Los argumentos son a todas luces fundamentados. El caso es que la invasión de la soberanía de los estados no sólo se ha dado a través de ese precepto invalidado. El órgano reformador de la Constitución también lo ha hecho al establecer en la ley fundamental: 1.- Que el Poder Legislativo de los estados se debe integrar con diputados de mayoría relativa y representación proporcional; 2.- Al establecer la reelección consecutiva de diputados locales hasta por cuatro periodos, y limitarla sólo a los postulados por los partidos; 3.- Al replicar en los estados el absurdo tope a la sobre representación de 8% que existe para la Cámara de Diputados; y, 4.- Al establecer que los órganos de fiscalización de las entidades federativas deben pertenecer a las legislaturas locales. Esto sólo por lo que corresponde a los poderes legislativos de los estados.

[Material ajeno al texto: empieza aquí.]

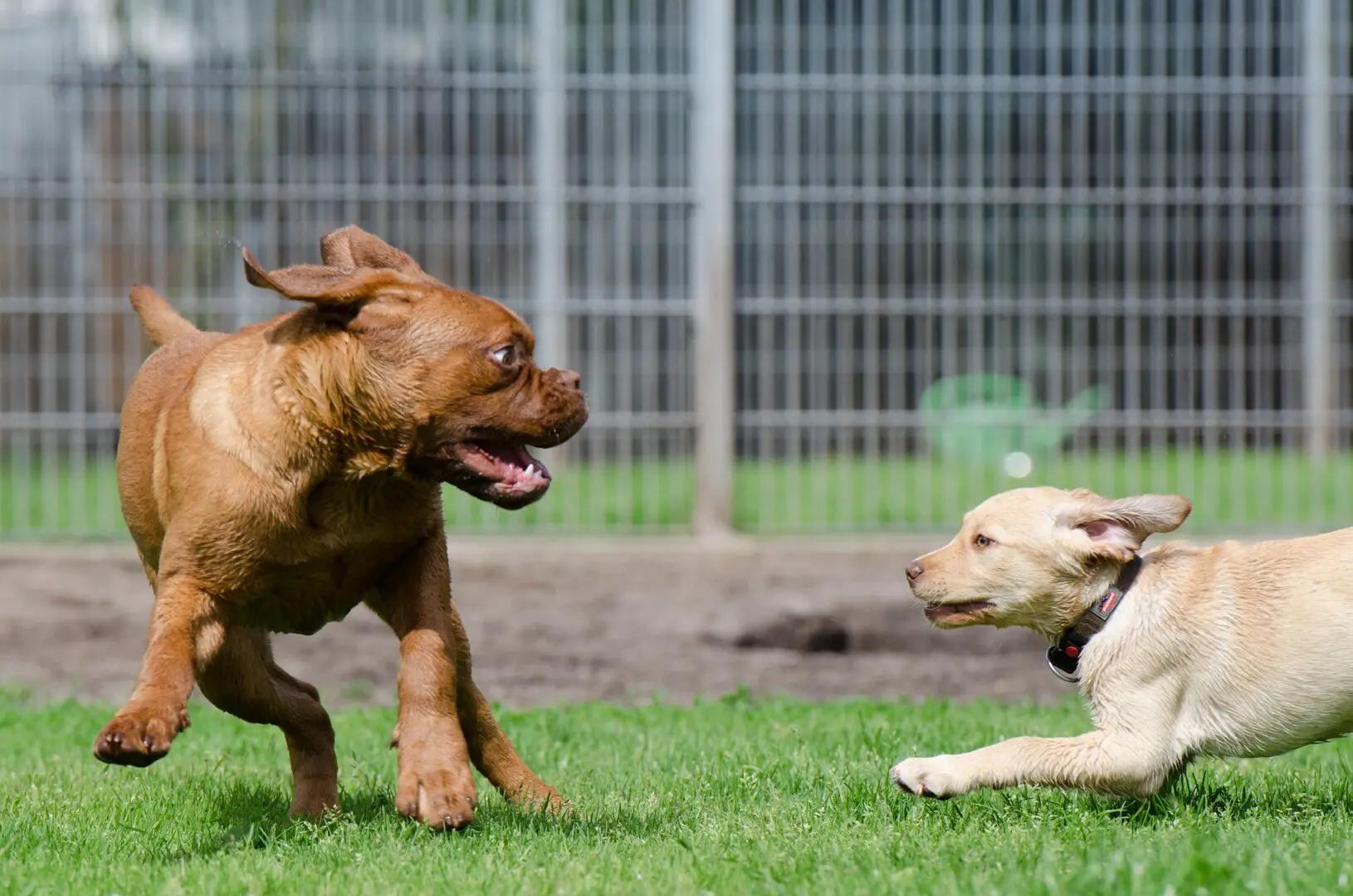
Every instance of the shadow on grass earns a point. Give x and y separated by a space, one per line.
255 816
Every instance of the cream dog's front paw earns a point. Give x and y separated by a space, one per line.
938 777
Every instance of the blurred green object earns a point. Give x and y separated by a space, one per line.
984 418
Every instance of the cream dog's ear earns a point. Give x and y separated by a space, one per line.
325 285
1115 528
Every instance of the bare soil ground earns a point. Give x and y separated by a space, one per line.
559 622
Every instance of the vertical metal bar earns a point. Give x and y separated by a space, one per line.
1318 276
712 260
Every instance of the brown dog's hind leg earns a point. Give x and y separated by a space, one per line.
435 784
180 629
244 681
491 752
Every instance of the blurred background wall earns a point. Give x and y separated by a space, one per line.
884 256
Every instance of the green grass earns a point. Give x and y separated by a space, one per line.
731 796
1233 492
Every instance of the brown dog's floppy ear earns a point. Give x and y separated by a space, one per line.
1118 528
322 284
350 246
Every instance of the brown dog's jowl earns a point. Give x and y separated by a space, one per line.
276 477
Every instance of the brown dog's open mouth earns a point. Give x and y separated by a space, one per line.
500 472
957 614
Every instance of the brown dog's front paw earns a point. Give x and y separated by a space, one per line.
537 796
442 799
139 737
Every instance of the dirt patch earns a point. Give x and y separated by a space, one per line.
556 622
877 629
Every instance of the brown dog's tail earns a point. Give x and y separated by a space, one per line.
157 316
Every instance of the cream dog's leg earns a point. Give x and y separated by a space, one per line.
1119 764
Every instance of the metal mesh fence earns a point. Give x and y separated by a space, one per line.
976 244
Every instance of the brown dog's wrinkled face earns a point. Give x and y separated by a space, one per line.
449 372
1023 557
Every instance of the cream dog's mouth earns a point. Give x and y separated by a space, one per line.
506 472
957 614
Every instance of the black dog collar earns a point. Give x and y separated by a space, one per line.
1063 659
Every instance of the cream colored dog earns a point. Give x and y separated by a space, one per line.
1233 650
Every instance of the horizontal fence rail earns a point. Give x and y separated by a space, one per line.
833 266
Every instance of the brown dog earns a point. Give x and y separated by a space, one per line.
277 476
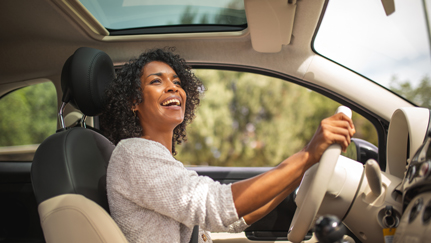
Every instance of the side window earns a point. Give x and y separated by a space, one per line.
27 117
247 119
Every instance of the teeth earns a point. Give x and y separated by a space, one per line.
176 101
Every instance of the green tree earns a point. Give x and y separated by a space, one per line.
28 115
421 95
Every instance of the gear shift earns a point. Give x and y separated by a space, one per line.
329 229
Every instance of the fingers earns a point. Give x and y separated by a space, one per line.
338 129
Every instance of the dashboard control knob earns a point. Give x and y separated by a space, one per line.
329 229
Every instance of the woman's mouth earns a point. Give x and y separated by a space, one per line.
171 102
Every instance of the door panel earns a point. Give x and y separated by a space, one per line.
19 219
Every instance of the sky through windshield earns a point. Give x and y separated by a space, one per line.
358 35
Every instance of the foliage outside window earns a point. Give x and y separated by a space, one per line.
247 119
28 116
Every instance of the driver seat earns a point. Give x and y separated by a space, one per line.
69 168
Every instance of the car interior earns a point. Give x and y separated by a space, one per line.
53 189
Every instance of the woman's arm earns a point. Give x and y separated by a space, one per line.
267 208
257 196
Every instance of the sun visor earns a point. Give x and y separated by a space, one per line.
270 23
408 126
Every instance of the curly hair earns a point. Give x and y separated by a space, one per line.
118 121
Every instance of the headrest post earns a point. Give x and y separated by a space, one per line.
60 115
83 121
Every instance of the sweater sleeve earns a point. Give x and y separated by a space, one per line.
150 177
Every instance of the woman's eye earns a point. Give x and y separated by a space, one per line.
155 81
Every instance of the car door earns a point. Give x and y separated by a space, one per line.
28 116
247 123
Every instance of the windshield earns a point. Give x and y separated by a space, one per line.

Empero, el tope de 8% a la sobre representación en los congresos de los estados es más invasivo a la soberanía de los estados, pues la Federación les está creando gobiernos divididos y más parálisis gubernamental.

Si desde la Constitución federal se precisan los modos, tiempos y criterios de integración de los poderes locales, ¿en qué consiste entonces la facultad de los estados para definir su régimen interior establecido en el 41 Constitucional?; o, ¿en qué radica o se expresa ese “régimen interior”?. Más aún: ¿en realidad los estados poseen soberanía?

Los mismos argumentos utilizados por la SCJN para invalidar el Artículo 28 de la LGIPE, podrían aplicarse para hacerlo con esas otras disposiciones aún más invasoras de la soberanía de los estados. El problema es que la Corte no tiene facultades para declarar la inconstitucionalidad del contenido ni del procedimiento de las reformas constitucionales.

Si el órgano reformador de la Constitución no es sujeto de control, entonces no tenemos un auténtico Estado de derecho al haber convertido a ese órgano en “soberano” (como el rey lo era en la época feudal).

La soberanía no reside en un órgano, una persona o una muchedumbre, sino en una Constitución que debe tener medios constitucionales de auto defensa.